All taxable gifts and the estates of all decedents are taxable under a single, unified rate schedule under which lifetime taxable gifts and transfers at death are taxed on a cumulative basis. President Obama signed the American Taxpayer Relief Act of 2012 into law on January 2, 2013. Federal estate, gift and generation skipping transfer taxes were impacted as part of this legislation. Under prior law, the estate, gift and generation skipping transfer tax exemption amounts were self-adjusting and sun-setting. The new law makes the estate, gift and generation skipping transfer tax exemption and rate structure permanent. (At least until Congress changes the law.)

» Federal Estate Tax - The federal estate tax is a tax levied against all estates, and will only be payable if the taxable estate exceeds the amount of the decedent's exemption. The value of the taxable estate includes the value of all property the decedent owns at death, plus the value of all taxable gifts made by the decedent after 1976.

» Federal Gift Tax - The federal gift tax is a tax levied against lifetime gifts. Gifts in excess of $14,000 to any one person in a single year are subject to the federal gift tax.

» Generation Skipping Transfer Tax - The federal generation skipping transfer tax is a tax on transfers, either lifetime or at death, which skip a generation. For example, a gift from a grandparent to a grandchild whose parent is living skips a generation.
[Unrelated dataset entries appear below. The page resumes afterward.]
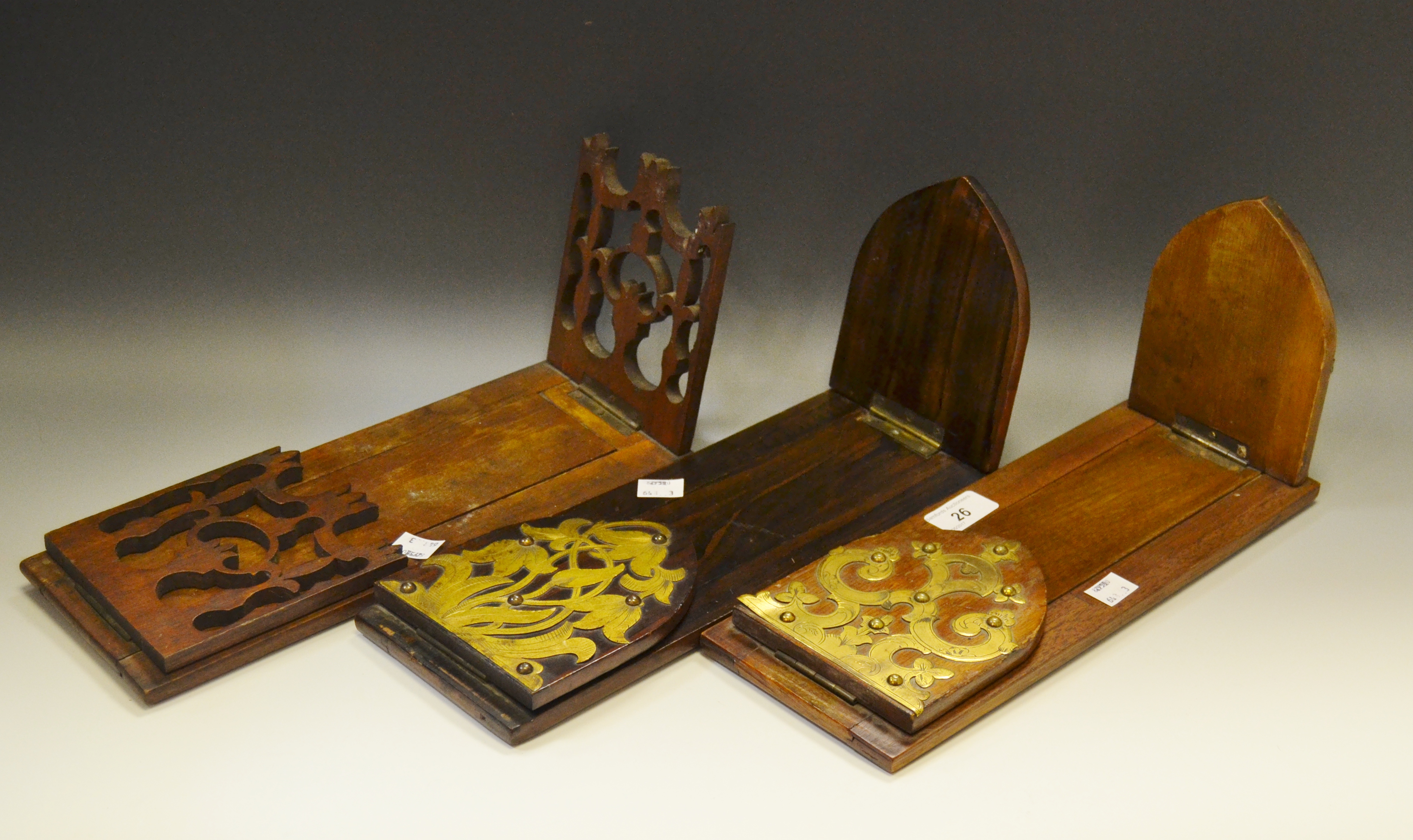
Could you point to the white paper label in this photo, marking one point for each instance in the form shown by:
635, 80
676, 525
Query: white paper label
960, 513
416, 547
661, 488
1113, 589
There is a $5,000,000 generation skipping transfer tax exemption. The tax rate on transfers in excess of the exemption amount is 40%.

The generation skipping transfer exemption is not adjusted for inflation. Generation skipping transfers are included in the cumulative total of all transfers during life and at death for estate and gift tax purposes.

» Estate and Gift Tax Exemption - Commencing on January 1, 2013, the estate and gift tax exemption is an inflation-adjusted $5,000,000.00 per person. The inflation-adjusted estate and gift tax exemption for decedents dying in 2014 is $5,340,000 and in 2015 is $5,430,000.

The tax is only owed when a person's combined lifetime gifts and transfers made at death exceed the estate and gift tax exemption (expected to be $5.25 million in 2013).

» Annual Gift Tax Exclusion - In 2014, the annual gift tax exclusion is $14,000. This means each person may make gifts to third parties of $14,000 or less without using any of his or her lifetime gift and estate tax exemption. We call the $14,000 exclusion the "Christmas present exclusion". Married persons may make joint gifts to third parties, thereby being effectively taxed at lower rates and also doubling the annual exclusion to $28,000.00 per donee (recipient).

Gifts above $14,000/$28,000 per donee, do not result in the donor needing to "write a check". Rather, the donor's combined lifetime gift and estate tax exemption is used. Only after the donor's lifetime taxable gifts (and transfers at death) exceed the exemption amount is tax owed.

» Portability - Portability, the ability of a surviving spouse to use all of his or her deceased spouse's unused estate tax exemption, is permanent.

Under current IRS regulations, a surviving spouse (personal representative) is required to make an affirmative election on the deceased spouse's timely filed estate tax return to apply the deceased spouse's unused estate tax exemption to the surviving spouse's transfers during life and at death.

Although portability might appear to eliminate the need to plan, portability has limitations. The deceased spouse's unused estate tax exemption amount is not indexed for inflation; the first spouse's generation skipping transfer tax exemption is not portable; and portability is not currently available for state estate tax purposes. While portability provides a helpful safety net for married couples who have not created an estate plan while both spouses are living, for all the reasons described above, it is not a substitute for thoughtful, affirmative planning.